A fern called Pete growing at ZSL London Zoo has taken the world’s first plant-powered selfie – the result of a scientific trial that could revolutionise field conservation.
Earlier this year, ZSL scientists laid the groundwork for the technological feat by installing microbial fuel cells in ZSL London Zoo’s Rainforest Life exhibit, in order to power a plant to take its own picture – with the ultimate aim of using plants to power camera traps and sensors in the wild.
After spending the summer growing in strength, Pete – a maidenhair fern whose delicate leaves and shiny stalks are clearly visible in the images – has now begun taking his own selfies at an astonishing rate, heralding the trial a resounding success.
ZSL’s Conservation Technology Specialist Al Davies explained: “Seeing Pete’s first selfie was an incredible moment for the ZSL team, who have spent months monitoring and supporting his growth at ZSL London Zoo’s Rainforest Life exhibit.
“Plants naturally deposit biomatter as they grow, which in turn feeds the natural bacteria present in the soil, creating energy that can be harnessed by fuel cells and used to power a wide range of vital conservation tools remotely, including sensors, monitoring platforms and camera traps.
“Most power sources have limits – batteries must be replaced while solar panels rely on a source of sunlight – but plants can survive in the shade, naturally moving into position to maximise the potential of absorbing sunlight – meaning the potential for plant-powered energy is pretty much limitless.”
The ground-breaking solution, enabled by ultra low-powered technology created by US AI company Xnor.ai, works around the clock on any device while consuming such low energy it can be powered by a small plant.

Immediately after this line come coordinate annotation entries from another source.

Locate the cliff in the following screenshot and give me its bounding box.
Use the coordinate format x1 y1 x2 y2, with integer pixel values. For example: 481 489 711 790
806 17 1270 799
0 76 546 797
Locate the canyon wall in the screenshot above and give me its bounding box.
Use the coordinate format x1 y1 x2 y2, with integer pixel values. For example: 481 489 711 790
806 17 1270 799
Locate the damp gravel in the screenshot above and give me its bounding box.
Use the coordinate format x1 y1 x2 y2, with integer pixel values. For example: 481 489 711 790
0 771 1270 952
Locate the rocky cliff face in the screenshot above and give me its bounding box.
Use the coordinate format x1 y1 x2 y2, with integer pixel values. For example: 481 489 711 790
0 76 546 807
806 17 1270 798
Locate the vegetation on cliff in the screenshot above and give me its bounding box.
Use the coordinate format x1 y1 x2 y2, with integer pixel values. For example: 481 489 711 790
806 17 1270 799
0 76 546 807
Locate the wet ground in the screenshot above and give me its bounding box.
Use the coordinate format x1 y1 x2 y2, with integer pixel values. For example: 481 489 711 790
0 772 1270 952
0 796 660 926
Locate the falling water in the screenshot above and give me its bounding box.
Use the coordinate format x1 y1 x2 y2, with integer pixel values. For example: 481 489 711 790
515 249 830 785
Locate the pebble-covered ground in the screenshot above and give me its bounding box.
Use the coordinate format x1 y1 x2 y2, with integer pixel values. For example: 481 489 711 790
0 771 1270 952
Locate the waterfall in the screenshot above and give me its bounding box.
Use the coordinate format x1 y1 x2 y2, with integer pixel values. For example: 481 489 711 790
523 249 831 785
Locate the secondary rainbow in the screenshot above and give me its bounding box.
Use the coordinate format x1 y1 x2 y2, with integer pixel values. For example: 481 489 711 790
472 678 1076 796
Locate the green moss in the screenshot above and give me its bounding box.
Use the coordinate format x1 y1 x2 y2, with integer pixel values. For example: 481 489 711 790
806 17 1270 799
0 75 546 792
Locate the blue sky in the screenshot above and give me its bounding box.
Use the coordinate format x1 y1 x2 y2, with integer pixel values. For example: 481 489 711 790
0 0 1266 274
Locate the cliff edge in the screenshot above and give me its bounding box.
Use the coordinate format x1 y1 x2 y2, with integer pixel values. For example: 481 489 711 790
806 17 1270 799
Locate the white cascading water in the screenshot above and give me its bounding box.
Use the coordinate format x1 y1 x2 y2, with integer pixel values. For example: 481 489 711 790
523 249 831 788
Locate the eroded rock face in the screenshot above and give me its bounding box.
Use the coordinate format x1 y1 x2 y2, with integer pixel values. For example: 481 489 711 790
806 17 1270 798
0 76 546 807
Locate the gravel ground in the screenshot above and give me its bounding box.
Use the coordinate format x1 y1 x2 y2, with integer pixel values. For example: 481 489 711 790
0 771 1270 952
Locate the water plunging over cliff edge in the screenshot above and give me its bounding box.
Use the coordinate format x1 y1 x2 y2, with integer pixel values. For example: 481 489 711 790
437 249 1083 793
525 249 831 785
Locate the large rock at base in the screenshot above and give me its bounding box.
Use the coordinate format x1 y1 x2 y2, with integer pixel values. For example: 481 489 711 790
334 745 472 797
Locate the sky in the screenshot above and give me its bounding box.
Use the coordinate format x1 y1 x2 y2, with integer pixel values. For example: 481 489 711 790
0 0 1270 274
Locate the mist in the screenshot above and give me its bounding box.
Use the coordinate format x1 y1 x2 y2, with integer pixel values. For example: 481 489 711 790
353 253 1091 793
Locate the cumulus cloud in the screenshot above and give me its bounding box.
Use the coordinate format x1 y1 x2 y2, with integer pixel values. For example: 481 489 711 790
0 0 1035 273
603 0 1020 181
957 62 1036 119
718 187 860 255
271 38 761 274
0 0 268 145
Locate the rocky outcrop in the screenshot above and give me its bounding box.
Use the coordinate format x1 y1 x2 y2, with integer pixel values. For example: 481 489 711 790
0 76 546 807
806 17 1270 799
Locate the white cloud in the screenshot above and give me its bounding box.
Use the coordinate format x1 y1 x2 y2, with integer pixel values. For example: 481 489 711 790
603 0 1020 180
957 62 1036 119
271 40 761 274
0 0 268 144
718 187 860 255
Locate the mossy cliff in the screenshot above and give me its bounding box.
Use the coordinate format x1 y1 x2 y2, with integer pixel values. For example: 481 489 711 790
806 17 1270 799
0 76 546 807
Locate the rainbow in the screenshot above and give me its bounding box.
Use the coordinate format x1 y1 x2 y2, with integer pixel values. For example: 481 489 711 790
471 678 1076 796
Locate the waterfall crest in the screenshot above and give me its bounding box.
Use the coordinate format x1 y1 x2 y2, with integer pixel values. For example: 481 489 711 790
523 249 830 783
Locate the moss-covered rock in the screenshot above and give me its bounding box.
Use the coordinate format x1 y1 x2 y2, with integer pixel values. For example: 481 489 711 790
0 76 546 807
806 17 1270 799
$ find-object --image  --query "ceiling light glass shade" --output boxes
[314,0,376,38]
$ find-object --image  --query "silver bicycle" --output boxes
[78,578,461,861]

As a result, it has the potential to monitor inhospitable and remote rainforest locations to record key data such as temperature, humidity, and plant growth – all of which are crucial to the understanding of threats such as climate change and habitat loss.
“We’ve quite literally plugged into nature to help protect the world’s wildlife: Pete has surpassed our expectations and is currently taking a photo every 20 seconds – he’s been working so well we’ve even accidentally photobombed him a few times!”
The ZSL team will continue to refine the technology before setting up a second trial in the wild.